Castelli divenne il principale artefice del lancio della Pop Art, organizzò con l’amico Alan Solomon, anch'egli ex membro dei "servizi d'informazione" statunitensi, la fragorosa partecipazione degli artisti della Pop Art alla Biennale di Venezia del 1964 e descritta sopra.
"Non finisce qui l'intrigo Pop Art” scrisse Enrico Baj in Ecologia dell'Arte basandosi su fonti americane: "La prima moglie di Castelli (Ileana) dopo il divorzio si sposò con Michael Sonnabend che si dà per scontato fosse a Parigi il residente americano per i "servizi d' informazione".
I due coniugi Sonnabend aprirono nel 1965 una galleria d' arte a Parigi per la diffusione della pop art in Quai Voltaire.
La Pop Art vinse agevolmente la guerra contro il movimento europeo del Noveau Realism: la macchina da guerra americana che poteva usufruire di grandi risorse finanziarie, fondazioni, musei e mass media, travolse l'arte europea. Diceva mestamente Alberto Giacometti che "l'arte va dove c'è il denaro".

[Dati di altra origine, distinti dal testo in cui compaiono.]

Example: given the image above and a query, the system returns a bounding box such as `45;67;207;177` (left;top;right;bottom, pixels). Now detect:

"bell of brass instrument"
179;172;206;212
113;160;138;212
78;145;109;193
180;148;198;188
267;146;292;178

I sovietici si sconfissero da soli.
Ad una mostra di arte astratta a Mosca nel 1962, il leader sovietico Nikita Khruscev, disse agli artisti russi che un asino con la sua coda avrebbe dipinto meglio. Fu brutale e violento a tal punto da definirli “pidarasy” (pederasti).
Per i burattinai americani fu facile vincere contro tale ottusità e spregio dell’arte.
Nell'ideologia americana degli anni '60, degli All American Boys (of Arts) cercarono di risucchiare anche alcuni artisti europei.
Alla metà degli anni ' 60 non si chiedeva più di ripudiare il comunismo, bensì di prendere la cittadinanza americana.
Lo chiese Leo Castelli all'artista svizzero Jean Tinguely come prova d'ingresso tra gli artisti della sua galleria, ricevendo (come mi confidò nell' 87 lo stesso Tinguely) uno sdegnato rifiuto.
Altri accettarono: il francese Arman o il bulgaro Christo che diventò per sua stessa definizione, "artista americano nato in Bulgaria".
In quel periodo i veri artisti americani opposizione furono emarginati: come il gruppo della No-art o Edward Kienholz, l'artista tra più importanti dell' arte americana del dopoguerra, che rifiutò sdegnosamente le offerte di Leo Castelli, trovando solo in Europa i riconoscimenti dovuti.
Fonte: Antonio Riello e Dagospia, Giancarlo Bocchi per La Repubblica.